Thursday, 17 July 2014

It's WWII Out There

Crop Dusters:

Sounds like world war II out there,” a neighbour opined. Indeed. I remember the air training runs that continued for several years after armistice in 1945 – our farm was under the circuit. The planes had to come over our farm because the other direction put them too close to town. Touch and go, touch and go. Around and around they would circuit as pilots practiced the most crucial of their tasks, landing and taking off. (Anyone can fly a play, I'm told, once it is in the air.)

In this case, the plane skims a field dusting fungicides onto the crop leaves instead of landing. It is an elegant dance – swing low over the field, then pull up and circle around to do it again and again. And not risk-free. A young pilot lost his life a few years ago when his plane stalled during one of those runs.

It is hard to be generous with the needs and exigencies of farming when my thoughts are constantly interrupted by the noise overhead. Business as usual demands that the farmer stay ahead of pests and abreast of the latest biological and chemical means to produce crops in an uneasy market. As I ponder the unsustainability of the present practice – just as resistance develops to antibiotics, resistance develops among insect, bacteria and fungi to agri-biz's chemicals. Do we know what spraying fungicides does to the mushroom population? Sprayed fungicides do not stay exactly where they are put, especially in this watery world.
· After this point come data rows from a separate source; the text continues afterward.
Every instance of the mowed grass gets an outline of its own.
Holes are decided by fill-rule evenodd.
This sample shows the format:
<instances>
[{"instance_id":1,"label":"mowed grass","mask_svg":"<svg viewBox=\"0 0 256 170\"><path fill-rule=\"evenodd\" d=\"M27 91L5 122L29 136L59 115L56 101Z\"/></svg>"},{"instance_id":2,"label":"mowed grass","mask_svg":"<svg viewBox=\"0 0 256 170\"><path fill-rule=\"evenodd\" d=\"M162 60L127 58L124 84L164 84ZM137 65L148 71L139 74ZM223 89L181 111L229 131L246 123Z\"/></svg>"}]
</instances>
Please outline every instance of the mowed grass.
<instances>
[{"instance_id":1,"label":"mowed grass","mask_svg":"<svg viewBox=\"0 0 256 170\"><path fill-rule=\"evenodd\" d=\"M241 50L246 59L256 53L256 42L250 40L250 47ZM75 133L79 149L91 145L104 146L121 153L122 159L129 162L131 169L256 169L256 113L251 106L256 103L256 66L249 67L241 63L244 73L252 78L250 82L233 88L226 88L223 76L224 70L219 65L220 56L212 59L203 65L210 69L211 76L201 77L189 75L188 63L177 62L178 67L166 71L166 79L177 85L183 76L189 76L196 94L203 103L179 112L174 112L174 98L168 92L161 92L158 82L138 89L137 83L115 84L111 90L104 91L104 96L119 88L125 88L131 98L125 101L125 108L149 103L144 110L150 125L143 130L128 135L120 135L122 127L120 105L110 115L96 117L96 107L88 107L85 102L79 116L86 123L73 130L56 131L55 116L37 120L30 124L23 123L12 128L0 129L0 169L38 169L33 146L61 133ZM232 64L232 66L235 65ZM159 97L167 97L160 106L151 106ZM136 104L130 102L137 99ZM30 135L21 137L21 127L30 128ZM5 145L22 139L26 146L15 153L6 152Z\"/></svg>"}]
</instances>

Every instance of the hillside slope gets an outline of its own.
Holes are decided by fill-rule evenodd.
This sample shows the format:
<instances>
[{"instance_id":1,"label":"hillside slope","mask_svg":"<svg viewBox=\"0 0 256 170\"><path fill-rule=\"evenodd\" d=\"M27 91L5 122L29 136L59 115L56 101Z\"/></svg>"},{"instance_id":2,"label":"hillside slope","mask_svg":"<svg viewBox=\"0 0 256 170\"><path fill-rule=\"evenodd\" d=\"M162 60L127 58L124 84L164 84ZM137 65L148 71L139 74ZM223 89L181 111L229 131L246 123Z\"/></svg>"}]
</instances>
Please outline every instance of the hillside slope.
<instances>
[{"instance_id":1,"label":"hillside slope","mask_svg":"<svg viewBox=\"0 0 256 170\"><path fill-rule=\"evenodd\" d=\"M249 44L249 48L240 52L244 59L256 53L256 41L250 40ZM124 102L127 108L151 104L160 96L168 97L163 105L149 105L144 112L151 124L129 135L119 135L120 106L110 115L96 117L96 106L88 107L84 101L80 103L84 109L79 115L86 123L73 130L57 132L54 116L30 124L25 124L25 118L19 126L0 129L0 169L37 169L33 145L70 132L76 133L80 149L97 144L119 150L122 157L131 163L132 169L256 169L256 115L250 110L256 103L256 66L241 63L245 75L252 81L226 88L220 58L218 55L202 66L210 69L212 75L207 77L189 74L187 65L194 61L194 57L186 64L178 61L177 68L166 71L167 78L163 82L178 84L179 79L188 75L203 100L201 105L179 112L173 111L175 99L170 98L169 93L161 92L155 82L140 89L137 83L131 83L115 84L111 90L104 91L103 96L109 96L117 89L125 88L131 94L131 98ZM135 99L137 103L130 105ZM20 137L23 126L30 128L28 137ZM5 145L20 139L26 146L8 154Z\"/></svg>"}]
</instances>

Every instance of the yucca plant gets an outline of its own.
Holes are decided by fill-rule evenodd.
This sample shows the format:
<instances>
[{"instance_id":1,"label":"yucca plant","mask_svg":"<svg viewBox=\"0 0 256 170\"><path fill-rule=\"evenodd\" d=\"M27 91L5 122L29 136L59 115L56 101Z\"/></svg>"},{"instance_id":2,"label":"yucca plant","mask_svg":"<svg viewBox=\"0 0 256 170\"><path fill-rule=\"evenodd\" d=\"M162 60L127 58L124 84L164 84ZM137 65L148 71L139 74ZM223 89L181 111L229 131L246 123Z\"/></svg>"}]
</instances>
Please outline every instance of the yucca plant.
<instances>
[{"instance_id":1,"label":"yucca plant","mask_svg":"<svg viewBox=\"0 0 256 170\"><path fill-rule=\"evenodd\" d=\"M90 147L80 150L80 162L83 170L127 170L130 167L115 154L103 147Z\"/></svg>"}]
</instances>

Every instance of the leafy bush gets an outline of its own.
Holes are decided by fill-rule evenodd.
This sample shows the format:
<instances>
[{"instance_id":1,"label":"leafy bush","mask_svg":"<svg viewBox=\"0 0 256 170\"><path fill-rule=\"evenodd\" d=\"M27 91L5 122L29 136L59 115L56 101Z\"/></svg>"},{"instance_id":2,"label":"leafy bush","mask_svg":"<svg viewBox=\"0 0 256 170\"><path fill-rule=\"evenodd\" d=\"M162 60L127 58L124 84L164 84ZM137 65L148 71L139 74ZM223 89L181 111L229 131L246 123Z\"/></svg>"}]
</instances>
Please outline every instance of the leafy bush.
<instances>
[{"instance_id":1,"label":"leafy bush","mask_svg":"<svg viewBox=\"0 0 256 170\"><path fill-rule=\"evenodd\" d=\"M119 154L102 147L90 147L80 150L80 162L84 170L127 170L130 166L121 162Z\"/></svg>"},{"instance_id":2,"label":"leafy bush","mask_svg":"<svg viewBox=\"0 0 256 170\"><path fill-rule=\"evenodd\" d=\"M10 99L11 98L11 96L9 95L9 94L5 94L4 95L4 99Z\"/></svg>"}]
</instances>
While the farmer is also heavily dependent upon the petroleum industry, another environmental bad guy in a time of rising carbon dioxide levels, I too drive and fly for work and pleasure. For every pass of the plane there is probably an environmentalist somewhere boarding a plane for a conference in some exotic country where they will talk about sustainability. We know that we can't keep being “fruitful and multiplying”, that we can't keep extracting limited resources from the world, that we can't keep exhausting the soil and that the economic model that requires endless “growth” is eventually destined to fail – or be replaced but we don't know how to do it. We don't know how to quit doing “business as usual”.

Unable to prevent the world's environmental trainwreck, I'll return to the subject of my concern and try to make life better for me. Since our yard seems to be on the overflight patterns from both spraying companies, could we ask that the pilots quit using our house as a landmark? There are tracts of land on either side of us without people living on them.

It's 6:00 am and it sounds like WWII out there.